New Evidence Suggests the Degree May Be Overrated—and Could Even Be Hurting Workers
The MBA has become an increasingly popular credential in recent decades. In the U.S., the number of MBA degrees awarded annually has more than tripled from around 60,000 in the early 1980s to over 200,000 today. As a result, MBAs are now far more common in the corner office. In 1980, only about 14% of CEOs at large U.S. firms held a MBA. Today, that figure has climbed to nearly 40%.
But is this shift actually beneficial for companies, workers, and the economy as a whole? Tesla and SpaceX CEO Elon Musk, for one, has his doubts. "I think there might be too many MBAs running companies," Musk said in a 2020 interview with the Wall Street Journal. He argued that MBA-trained leaders often focus too heavily on the financial side of the business, at the expense of understanding and improving the actual products and services a company provides.

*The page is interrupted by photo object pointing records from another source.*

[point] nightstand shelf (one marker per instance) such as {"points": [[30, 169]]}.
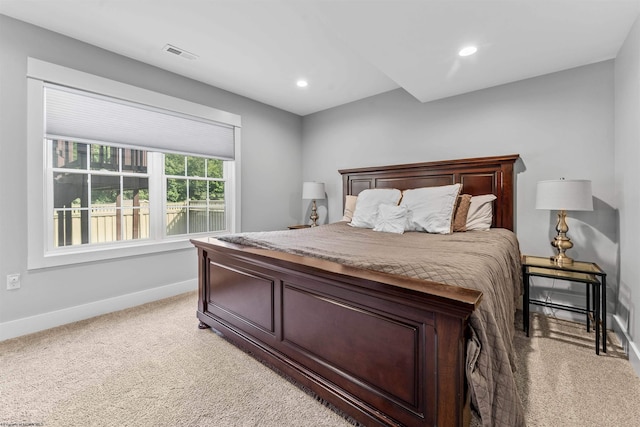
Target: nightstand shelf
{"points": [[594, 278]]}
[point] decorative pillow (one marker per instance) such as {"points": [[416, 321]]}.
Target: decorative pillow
{"points": [[391, 219], [431, 208], [366, 211], [480, 212], [349, 207], [460, 212]]}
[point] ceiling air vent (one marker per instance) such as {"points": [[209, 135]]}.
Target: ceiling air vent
{"points": [[179, 52]]}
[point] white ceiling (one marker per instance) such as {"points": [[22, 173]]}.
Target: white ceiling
{"points": [[348, 49]]}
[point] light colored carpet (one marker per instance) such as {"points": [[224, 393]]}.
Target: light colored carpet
{"points": [[152, 366]]}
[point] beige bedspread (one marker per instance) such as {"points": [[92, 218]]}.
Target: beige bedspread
{"points": [[488, 261]]}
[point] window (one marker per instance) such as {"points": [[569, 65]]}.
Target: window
{"points": [[195, 201], [100, 194], [127, 171]]}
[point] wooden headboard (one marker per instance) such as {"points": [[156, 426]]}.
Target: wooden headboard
{"points": [[480, 175]]}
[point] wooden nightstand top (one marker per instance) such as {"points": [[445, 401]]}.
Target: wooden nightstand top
{"points": [[575, 267]]}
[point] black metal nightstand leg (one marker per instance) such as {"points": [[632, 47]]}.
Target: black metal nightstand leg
{"points": [[596, 319], [590, 309], [525, 300], [604, 313]]}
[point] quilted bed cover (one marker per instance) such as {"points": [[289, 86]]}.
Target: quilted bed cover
{"points": [[488, 261]]}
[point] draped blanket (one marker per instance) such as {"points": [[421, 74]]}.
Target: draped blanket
{"points": [[488, 261]]}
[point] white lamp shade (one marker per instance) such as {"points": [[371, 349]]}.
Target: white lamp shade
{"points": [[313, 190], [564, 194]]}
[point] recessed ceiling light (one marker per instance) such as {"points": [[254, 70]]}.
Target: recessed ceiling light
{"points": [[469, 50], [179, 52]]}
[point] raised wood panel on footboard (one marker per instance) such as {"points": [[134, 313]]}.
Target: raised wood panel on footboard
{"points": [[386, 350]]}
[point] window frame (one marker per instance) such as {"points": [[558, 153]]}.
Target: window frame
{"points": [[40, 255]]}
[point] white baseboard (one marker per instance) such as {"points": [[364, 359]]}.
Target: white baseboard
{"points": [[40, 322], [630, 347]]}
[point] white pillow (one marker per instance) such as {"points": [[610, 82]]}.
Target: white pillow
{"points": [[349, 207], [431, 208], [367, 204], [391, 219], [480, 212]]}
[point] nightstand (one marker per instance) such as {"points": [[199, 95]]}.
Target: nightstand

A clever study by economists Daron Acemoglu, Alex He, and Daniel le Maire provides compelling evidence that Musk may be onto something. The researchers analyzed detailed data from both U.S. and Danish companies, focusing specifically on firms that transitioned from non-MBA to MBA leadership. To identify the causal impact of having an MBA in the corner office, the trio employed a range of creative techniques to isolate the effect of MBA leadership from potential confounding variables. For instance, they looked at CEO changes prompted by retirements or deaths, where the incoming leader's MBA status was plausibly unrelated to the company's prior performance.

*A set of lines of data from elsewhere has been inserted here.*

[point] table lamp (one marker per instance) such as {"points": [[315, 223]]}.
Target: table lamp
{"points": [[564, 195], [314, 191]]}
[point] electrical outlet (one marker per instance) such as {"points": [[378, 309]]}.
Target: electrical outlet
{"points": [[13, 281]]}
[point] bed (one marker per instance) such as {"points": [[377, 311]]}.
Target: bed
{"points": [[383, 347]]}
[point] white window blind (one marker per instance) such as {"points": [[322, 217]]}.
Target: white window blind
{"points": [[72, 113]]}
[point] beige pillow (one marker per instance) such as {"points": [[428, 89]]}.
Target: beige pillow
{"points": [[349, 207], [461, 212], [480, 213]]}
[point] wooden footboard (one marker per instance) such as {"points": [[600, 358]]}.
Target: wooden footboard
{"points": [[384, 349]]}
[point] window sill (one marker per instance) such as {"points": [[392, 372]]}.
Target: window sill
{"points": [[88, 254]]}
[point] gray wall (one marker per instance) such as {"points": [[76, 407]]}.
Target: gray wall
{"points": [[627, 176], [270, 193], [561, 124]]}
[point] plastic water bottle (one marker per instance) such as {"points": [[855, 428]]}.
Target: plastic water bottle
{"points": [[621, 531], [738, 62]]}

The researchers found that transitioning to an MBA CEO had little impact on sales, productivity, employment, or investment. But workers' fortunes changed markedly. Within five years of the leadership change, employees' wages fell by an average of 6% in the U.S. and 3% in Denmark, while labor's overall share of company earnings declined by 5 percentage points in the U.S. and 3 points in Denmark. The researchers estimate that the proliferation of MBA-trained leaders has likely contributed to wage stagnation and the declining labor share in the U.S., accounting for around 16% of the decline in labor share of national income and 15% of the slowdown in wage growth since 1980.
MBA-led firms were more successful in generating earnings—they were about 1.5 percentage points more profitable in terms of return on assets. But rather than being reinvested or shared with workers, the extra profits were largely funneled to shareholders through increased dividends and buybacks.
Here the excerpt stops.